Last Updated:Mar 11, 2026

ApsaraMQ for Kafka uses HouseKeeping to regularly monitor cluster health. HouseKeeping checks messaging, data integrity, and process stability. It alerts the ApsaraMQ for Kafka technical team when issues arise.

How it works

HouseKeeping performs three types of automated checks:

Messaging verification

HouseKeeping sends and receives messages on internal topics to validate messaging within seconds. When issues occur, the system immediately alerts the ApsaraMQ for Kafka technical team. Detected issues include:

  • Messaging failures

  • Increased latency

  • Abnormal throughput

  • Connection exceptions in dependent components

Strict topic offset and metadata verification

HouseKeeping verifies information such as topic offsets and metadata to make sure that in-memory data remains correct and consistent. This prevents issues caused by data inconsistency.

Process monitoring

HouseKeeping monitors the runtime health of ApsaraMQ for Kafka processes. When a critical failure is detected, it automatically restarts ApsaraMQ for Kafka processes. Detected issues include:

  • I/O hangs

  • Thread deadlocks

  • JVM crashes

  • Connection flooding attacks

  • Memory leaks

Usage notes

Internal topics

HouseKeeping uses two internal topics:

  • __alikafka_housekeeping_local_topic

  • __alikafka_housekeeping_cloud_topic

Important
  • These topics are automatically created when you deploy an ApsaraMQ for Kafka instance.

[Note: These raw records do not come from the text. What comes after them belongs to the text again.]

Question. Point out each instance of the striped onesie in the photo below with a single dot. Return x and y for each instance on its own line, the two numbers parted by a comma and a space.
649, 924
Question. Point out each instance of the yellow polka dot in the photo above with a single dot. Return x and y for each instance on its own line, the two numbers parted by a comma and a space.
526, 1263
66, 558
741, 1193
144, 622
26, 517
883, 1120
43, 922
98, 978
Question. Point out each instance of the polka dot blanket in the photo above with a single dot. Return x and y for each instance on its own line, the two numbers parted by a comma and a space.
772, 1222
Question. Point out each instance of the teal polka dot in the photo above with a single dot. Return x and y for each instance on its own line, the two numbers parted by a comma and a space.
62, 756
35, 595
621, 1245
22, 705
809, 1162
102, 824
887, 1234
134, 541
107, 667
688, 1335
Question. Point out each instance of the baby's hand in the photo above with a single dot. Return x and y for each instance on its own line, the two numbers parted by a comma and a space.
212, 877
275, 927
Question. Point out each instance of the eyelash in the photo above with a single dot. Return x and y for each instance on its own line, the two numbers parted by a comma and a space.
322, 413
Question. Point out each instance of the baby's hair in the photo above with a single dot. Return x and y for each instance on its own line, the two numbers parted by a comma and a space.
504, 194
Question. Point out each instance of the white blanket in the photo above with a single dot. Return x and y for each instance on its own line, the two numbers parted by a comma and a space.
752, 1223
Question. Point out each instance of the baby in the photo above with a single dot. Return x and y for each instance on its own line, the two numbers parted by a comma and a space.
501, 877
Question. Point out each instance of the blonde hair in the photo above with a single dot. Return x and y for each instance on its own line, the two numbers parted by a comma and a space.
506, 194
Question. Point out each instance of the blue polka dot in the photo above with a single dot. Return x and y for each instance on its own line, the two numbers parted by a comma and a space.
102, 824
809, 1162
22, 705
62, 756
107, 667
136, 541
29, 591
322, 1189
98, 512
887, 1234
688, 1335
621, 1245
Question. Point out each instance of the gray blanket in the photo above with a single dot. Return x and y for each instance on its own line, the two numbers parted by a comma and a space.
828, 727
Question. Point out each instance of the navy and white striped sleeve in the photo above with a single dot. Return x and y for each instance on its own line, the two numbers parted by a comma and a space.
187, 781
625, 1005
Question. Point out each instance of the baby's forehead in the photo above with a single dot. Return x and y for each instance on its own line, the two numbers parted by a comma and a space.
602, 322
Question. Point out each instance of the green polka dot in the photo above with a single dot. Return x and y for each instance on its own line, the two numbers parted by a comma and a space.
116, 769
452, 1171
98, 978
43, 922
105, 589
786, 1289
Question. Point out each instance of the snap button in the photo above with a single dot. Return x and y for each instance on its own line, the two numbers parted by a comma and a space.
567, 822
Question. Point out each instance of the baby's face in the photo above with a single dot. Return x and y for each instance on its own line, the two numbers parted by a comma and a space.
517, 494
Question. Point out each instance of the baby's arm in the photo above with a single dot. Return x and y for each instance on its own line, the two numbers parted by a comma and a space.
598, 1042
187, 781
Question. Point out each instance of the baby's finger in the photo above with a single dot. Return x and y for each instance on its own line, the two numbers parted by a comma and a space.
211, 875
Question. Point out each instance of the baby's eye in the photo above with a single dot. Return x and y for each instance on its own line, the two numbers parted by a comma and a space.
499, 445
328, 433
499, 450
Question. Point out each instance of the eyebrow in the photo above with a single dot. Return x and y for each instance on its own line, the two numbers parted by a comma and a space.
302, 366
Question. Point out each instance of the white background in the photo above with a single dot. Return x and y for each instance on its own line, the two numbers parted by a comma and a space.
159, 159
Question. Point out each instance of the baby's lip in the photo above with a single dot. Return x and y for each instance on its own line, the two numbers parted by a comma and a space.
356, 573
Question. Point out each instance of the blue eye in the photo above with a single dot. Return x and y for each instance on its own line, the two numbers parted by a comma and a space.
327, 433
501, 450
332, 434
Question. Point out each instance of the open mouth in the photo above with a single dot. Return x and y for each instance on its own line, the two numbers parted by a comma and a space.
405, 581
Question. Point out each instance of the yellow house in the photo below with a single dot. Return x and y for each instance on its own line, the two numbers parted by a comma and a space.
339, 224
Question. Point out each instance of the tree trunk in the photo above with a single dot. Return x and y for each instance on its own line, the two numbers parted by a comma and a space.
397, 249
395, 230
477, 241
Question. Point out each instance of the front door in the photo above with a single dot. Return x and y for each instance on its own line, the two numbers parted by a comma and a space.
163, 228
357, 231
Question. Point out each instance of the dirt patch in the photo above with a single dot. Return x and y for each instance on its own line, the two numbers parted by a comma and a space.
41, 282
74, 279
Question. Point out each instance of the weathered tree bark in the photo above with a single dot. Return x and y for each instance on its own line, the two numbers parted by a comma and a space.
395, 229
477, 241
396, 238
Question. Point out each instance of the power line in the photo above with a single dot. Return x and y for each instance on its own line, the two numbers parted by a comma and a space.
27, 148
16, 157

  • These topics can only be deleted after you delete the corresponding instance.

Resource consumption

HouseKeeping consumes a small amount of cluster resources. The following estimates apply to the smallest specification:

ResourceConsumption per topic
Traffic (production and consumption)Approximately 100 bits/s
StorageApproximately 10 MB

Bandwidth consumption scales with cluster specification. Larger clusters consume more inspection bandwidth.